Continental Op makes rip-roaring leap to novels in ‘Red Harvest’ (1929)

Red Harvest Hammett

Modern readers diving into Dashiell Hammett might start with “Red Harvest” (1929), as it’s the first of the former Pinkerton detective’s five novels. But in that era of magazine standalone and serialized stories, folks were already familiar with the Continental Op. Debuting in 1923, he was one of the inaugural hardboiled detectives – and still one of the best, which is why I think I’ll pick up “The Big Book of the Continental Op” (2017).

Originally titled “The Cleansing of Poisonville,” “Red Harvest” isn’t a bad place to start with Hammett and the Op. We get delicious clipped and to-the-point narration and dialog on every page from the unnamed detective, who works out of the San Francisco office.

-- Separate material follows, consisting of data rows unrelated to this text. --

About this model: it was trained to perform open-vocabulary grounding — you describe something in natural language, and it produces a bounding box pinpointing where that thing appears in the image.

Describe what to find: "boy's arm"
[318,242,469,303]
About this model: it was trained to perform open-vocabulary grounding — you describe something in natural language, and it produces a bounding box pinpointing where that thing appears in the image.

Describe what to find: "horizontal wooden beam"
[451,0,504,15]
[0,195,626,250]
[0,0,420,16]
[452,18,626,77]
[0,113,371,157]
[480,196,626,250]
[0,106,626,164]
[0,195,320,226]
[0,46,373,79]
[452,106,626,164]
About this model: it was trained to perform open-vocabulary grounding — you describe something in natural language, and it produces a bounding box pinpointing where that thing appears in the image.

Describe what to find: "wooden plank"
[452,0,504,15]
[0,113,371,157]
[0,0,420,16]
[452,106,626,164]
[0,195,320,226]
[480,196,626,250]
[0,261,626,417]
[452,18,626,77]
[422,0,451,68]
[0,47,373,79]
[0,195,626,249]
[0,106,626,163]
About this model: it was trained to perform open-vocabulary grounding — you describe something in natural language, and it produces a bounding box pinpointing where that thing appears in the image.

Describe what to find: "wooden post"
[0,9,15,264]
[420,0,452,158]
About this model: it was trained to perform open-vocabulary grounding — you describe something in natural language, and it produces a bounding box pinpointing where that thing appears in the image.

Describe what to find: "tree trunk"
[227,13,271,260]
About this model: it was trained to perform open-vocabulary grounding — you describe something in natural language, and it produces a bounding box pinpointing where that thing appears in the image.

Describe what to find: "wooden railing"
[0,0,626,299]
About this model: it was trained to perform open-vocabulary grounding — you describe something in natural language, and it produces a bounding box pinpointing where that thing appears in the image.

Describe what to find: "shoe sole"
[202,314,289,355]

Hammett’s language is so consistently excellent that I could turn to three random pages and find a tasty bit of rough-hewn poetry. Here, I’ll go to three pages based on my birthdate numbers:


Sleuthing Sunday Book Review

“Red Harvest” (1929)

Author: Dashiell Hammett

Genre: Hardboiled mystery

Series: The Continental Op

Setting: Poisonville, western U.S., 1920s


  • As the Op and Bill Quint have spent long enough viewing a corpse in the street: “He’s not going to die anymore,” he said. “Which way you going?” “Any.”
  • As the Op and the police chief visit a witness: We were taken upstairs to where Donald Willsson’s widow sat in the library. She was in black. Her blue eyes had frost in them.
  • The Op explains to his colleagues why he’s holding off on reporting back to their boss: “Anybody that brings any ethics to Poisonville is going to get them all rusty. A report is no place for the dirty details, anyway.”

The original Sin City

In “Red Harvest” (which likely inspired the fake “Return of the Jedi” title “Blue Harvest” and, coming full circle, the “Star Wars” EU horror novel “Red Harvest”), the Continental Op tackles the 40,000-resident town of Personville (perhaps in Utah, as Ogden is the nearest city).

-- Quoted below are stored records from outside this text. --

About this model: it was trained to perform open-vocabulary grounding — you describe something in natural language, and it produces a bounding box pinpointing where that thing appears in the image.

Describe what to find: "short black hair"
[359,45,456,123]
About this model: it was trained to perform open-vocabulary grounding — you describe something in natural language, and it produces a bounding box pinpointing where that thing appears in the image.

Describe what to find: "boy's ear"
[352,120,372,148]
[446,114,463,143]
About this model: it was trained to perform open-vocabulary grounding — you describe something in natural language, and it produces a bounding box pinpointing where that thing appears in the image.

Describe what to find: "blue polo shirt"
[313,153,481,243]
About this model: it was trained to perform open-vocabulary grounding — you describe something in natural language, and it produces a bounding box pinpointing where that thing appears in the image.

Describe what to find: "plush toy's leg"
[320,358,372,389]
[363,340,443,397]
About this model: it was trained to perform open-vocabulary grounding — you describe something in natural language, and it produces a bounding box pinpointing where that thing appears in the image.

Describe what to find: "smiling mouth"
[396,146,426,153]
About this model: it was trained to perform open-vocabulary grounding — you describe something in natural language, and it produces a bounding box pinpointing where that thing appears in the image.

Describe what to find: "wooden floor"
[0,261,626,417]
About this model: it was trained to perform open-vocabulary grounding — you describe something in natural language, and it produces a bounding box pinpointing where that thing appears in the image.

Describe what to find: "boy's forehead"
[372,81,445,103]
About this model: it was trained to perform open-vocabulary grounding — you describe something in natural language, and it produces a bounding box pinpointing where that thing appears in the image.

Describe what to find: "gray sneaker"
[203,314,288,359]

The town’s nickname comes from the yellow sky created by smokestacks in a valley in the mountains, and also for the east-coast mispronunciation. But most of all, the name reflects its lawlessness, as Poisonville is essentially a 1920s version of what Frank Miller would do with his 1990s comic “Sin City.”

A few novels later, in “The Glass Key,” Hammett explores an unnamed eastern town where every office-holder is corrupt. I rate that as a slightly superior novel to “Red Harvest” because readers tend to be less familiar with the ins and outs of governmental corruption compared to official criminal corruption.

But in Personville, almost every single resident is engaged in illegal schemes – all the officials, all the black marketers and most of the citizens. As such, “Red Harvest” borders on being a satire (albeit a good one), filled with wild car chases, fist fights, shootouts and a pile of bodies.

Yet the characters – even our unnamed Op – are so well-drawn that Personville is strikingly real. The informant Dinah Brand is always described with ripped stockings, and she’s always drinking and smoking (although to be fair, everyone is), and she only lifts a finger if there’s money to be made – and yet she’s among the most upstanding characters!

Written on the fly – like real life

Amid this den of dishonorable thieves, Hammett pulls off another neat incongruity: “Red Harvest” feels very much like a novel made up on the go (the four parts ran in 1927-28 in magazine form), yet — if not necessarily a perk – it’s not a bug. The initial murder is solved, abruptly and shockingly, only one-third of the way through the book.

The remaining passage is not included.